Spark version is 2.3. I am using a temporary function to execute my code, below is my code snippet

package com.test.example;
import org.apache.spark.sql._
import com.databricks.spark.xml._;
import org.apache.spark.sql.functions._
import org.apache.spark.sql._
import org.apache.spark.sql.types._
import org.apache.spark.sql.SparkSession
import org.apache.spark.SparkConf
import org.apache.spark.SparkContext
object Sample{
def main(args:Array[String]){
val conf = new SparkConf().setAppName("XML Reading").setMaster("yarn-cluster").set("spark.driver.extraClassPath", "/usr/hdp/2.6.5.3015-8/spark2/jars/brickhouse-0.6.0.jar;/usr/hdp/2.6.5.3015-8/spark2/jars/spark-csv_2.10-1.5.0.jar;/usr/hdp/2.6.5.3015-8/spark2/jars/spark-xml_2.10-0.4.1.jar").set("spark.executor.extraClassPath", "/usr/hdp/2.6.5.3015-8/spark2/jars/brickhouse-0.6.0.jar;/usr/hdp/2.6.5.3015-8/spark2/jars/spark-csv_2.10-1.5.0.jar;/usr/hdp/2.6.5.3015-8/spark2/jars/spark-xml_2.10-0.4.1.jar")
val spark = SparkSession.builder().config(conf).getOrCreate()
spark.sql("ADD JAR /usr/hdp/2.6.5.3015-8/spark2/jars/brickhouse-0.6.0.jar")
spark.sql("""CREATE TEMPORARY FUNCTION numeric_range AS 'brickhouse.udf.collect.NumericRange' using JAR '/usr/hdp/2.6.5.3015-8/spark2/jars/brickhouse-0.6.0.jar'""")
spark.sql("""CREATE TEMPORARY FUNCTION array_index AS 'brickhouse.udf.collect.ArrayIndexUDF' using JAR '/usr/hdp/2.6.5.3015-8/spark2/jars/brickhouse-0.6.0.jar'""")

var df = spark.read.format("com.databricks.spark.xml").option("rowTag","DataArea").load("///scripts/Store_Site_edited.xml")
val schema = df.schema
var parse_df = spark.read.format("com.databricks.spark.xml").option("rowTag","DataArea").schema(schema).load("///scripts/Store_Site_edited.xml")

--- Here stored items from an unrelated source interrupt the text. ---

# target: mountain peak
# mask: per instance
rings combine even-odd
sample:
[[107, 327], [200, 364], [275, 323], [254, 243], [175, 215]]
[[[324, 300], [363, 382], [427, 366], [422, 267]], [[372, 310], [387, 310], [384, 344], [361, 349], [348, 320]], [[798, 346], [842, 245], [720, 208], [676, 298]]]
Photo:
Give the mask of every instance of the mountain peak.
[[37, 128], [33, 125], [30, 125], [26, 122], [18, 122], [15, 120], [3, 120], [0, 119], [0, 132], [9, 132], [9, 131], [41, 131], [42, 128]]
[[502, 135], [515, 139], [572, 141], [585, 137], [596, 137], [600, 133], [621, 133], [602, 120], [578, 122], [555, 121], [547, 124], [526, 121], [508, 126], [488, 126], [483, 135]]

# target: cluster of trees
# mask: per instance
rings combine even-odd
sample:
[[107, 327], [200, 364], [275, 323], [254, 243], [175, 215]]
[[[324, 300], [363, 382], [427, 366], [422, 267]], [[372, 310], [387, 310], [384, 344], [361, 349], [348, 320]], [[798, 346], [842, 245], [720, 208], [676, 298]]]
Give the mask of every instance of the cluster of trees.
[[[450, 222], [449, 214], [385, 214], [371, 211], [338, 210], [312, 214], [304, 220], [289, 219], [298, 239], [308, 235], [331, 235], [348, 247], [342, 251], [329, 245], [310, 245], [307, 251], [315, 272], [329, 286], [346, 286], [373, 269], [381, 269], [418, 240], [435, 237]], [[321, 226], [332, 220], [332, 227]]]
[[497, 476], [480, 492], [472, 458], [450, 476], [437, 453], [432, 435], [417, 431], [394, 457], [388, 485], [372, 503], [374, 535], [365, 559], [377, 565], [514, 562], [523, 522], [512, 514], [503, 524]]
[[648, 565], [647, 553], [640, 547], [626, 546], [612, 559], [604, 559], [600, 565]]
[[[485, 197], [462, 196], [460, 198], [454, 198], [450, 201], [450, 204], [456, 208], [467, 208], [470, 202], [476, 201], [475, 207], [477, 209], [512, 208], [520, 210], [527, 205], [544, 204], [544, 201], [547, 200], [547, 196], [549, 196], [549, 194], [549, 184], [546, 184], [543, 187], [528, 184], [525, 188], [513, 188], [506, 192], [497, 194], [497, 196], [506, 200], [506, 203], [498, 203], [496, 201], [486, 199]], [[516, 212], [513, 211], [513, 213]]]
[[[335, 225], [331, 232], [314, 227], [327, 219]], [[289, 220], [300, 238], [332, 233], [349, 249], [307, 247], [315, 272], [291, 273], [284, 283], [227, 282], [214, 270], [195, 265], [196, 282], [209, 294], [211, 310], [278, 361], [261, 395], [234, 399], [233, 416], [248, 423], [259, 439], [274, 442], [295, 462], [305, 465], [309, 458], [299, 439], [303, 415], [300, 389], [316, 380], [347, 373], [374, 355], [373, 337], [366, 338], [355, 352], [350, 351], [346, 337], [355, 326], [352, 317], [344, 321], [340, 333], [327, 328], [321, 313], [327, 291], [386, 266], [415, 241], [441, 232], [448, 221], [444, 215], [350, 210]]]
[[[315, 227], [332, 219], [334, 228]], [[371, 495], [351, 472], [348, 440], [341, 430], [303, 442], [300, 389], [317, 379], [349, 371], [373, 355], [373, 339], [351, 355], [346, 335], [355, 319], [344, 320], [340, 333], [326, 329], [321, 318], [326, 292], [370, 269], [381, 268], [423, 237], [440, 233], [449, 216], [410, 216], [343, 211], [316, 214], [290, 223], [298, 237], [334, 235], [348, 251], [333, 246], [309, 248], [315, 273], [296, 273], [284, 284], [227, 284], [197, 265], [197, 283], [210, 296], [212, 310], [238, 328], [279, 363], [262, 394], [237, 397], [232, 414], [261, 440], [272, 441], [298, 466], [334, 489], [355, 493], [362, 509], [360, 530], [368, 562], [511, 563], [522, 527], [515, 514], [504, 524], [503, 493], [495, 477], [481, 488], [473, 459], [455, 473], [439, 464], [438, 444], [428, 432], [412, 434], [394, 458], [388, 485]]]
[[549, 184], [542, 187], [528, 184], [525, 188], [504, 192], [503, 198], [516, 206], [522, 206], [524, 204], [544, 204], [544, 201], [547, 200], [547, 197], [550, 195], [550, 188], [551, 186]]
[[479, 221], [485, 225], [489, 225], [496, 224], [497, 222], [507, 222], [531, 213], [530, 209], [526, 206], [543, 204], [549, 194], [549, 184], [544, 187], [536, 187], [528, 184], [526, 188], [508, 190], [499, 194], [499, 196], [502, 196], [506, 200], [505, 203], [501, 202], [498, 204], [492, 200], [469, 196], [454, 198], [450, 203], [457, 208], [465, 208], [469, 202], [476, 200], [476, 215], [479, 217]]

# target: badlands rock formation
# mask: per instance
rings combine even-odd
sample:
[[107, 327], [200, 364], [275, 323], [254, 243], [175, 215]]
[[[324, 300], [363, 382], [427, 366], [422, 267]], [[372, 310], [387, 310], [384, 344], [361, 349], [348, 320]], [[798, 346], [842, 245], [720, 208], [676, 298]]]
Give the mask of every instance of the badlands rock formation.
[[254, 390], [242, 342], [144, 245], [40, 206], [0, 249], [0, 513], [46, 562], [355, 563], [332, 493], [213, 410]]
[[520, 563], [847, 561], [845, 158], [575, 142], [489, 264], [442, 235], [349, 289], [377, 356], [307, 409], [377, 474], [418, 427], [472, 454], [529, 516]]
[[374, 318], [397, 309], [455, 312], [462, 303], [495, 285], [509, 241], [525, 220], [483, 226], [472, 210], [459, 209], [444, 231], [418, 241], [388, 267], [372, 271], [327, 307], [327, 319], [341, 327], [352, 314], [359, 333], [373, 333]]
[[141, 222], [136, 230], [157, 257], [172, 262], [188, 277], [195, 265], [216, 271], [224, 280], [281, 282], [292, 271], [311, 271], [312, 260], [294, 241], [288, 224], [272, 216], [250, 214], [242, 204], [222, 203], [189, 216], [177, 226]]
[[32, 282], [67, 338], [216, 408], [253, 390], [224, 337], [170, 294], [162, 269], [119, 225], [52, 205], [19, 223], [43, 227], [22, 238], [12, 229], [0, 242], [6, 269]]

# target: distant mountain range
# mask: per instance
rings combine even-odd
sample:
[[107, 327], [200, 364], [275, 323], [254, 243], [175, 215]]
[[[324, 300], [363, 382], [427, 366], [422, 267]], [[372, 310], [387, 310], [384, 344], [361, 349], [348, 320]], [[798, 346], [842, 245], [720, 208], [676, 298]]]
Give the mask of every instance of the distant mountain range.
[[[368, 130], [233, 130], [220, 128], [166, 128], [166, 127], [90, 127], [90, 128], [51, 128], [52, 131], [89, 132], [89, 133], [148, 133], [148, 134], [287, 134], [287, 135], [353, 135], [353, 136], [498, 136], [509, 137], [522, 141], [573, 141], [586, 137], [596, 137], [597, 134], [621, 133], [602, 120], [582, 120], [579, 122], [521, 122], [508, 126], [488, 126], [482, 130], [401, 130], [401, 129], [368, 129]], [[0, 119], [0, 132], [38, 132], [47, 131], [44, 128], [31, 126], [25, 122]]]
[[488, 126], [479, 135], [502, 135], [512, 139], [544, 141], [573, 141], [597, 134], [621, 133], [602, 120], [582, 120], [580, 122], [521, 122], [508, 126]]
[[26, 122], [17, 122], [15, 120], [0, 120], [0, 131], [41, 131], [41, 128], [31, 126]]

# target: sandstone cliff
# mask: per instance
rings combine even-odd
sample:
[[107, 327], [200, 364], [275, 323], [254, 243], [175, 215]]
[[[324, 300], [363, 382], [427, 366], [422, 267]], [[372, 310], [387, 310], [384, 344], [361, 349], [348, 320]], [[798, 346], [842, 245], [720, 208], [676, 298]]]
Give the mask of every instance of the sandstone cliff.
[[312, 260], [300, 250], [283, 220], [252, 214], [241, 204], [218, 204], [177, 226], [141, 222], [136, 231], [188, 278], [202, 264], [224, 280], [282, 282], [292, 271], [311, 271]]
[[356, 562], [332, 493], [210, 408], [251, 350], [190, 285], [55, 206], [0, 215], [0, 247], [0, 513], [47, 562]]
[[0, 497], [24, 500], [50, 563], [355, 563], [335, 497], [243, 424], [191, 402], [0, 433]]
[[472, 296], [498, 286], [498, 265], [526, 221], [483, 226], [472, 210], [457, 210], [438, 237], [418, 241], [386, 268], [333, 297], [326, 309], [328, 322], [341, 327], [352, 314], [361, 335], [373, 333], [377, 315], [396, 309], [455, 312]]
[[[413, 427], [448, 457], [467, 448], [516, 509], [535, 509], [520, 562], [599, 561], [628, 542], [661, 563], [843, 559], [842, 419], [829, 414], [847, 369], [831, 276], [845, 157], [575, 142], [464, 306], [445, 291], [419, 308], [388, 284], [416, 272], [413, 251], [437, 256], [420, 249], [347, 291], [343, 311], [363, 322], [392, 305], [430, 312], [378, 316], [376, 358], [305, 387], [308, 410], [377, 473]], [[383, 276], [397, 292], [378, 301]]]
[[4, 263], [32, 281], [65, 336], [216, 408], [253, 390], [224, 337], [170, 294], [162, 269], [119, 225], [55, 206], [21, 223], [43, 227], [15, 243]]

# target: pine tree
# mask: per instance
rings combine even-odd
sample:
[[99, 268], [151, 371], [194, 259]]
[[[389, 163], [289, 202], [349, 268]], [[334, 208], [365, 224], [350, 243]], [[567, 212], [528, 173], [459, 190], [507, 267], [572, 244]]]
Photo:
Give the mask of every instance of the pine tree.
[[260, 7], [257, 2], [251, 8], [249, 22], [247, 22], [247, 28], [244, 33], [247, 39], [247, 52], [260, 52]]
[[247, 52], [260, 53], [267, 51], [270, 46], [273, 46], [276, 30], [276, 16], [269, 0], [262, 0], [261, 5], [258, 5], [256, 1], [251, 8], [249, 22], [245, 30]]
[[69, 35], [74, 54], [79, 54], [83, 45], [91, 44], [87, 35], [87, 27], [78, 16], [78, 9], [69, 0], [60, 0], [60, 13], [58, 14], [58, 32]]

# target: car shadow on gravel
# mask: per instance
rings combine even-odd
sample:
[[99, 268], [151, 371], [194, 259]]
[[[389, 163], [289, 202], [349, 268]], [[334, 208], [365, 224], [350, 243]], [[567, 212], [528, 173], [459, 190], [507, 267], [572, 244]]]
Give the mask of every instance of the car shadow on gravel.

parse_df.registerTempTable("complete_df")

spark.sql(s"""select current_timestamp() as load_dttm,
 actioncode,cast(regexp_replace(substr(creationTime,1,19),"T"," ") as timestamp) as start_dttm,n as array_index,array_index(Location,n) as Location from complete_df lateral view numeric_range(size(Location)) n1 as n""").registerTempTable("main_table_1")

val writeTo_6=spark.sql("""select cast(location.id._value as String)  as siteid,
load_dttm,
location.id._schemeagencyid as site_schemeagencyid,
location.id._type as site_type,
location.name as site_name,
cast(location.coordinate.Latitude.DegreeMeasure._value as String)  as latitude_degreemeasure,
location.Coordinate.Latitude.DegreeMeasure._unitCode as latitude_degreemeasure_unitcode,
cast(location.coordinate.Longitude.DegreeMeasure._value  as String) as longitude_degreemeasure from main_table_1""").write.option("header","true").format("csv").mode("overwrite").save("///scripts/output6")
spark.stop
}
}

Not sure what I am missing, Any suggestions would be very helpful


Solution

  • The error could be due to unavailability of jars in the workers nodes.Please try pushing the jars in the /usr/hdp/2.6.5.3015-8/spark2/jars/ in all worker nodes.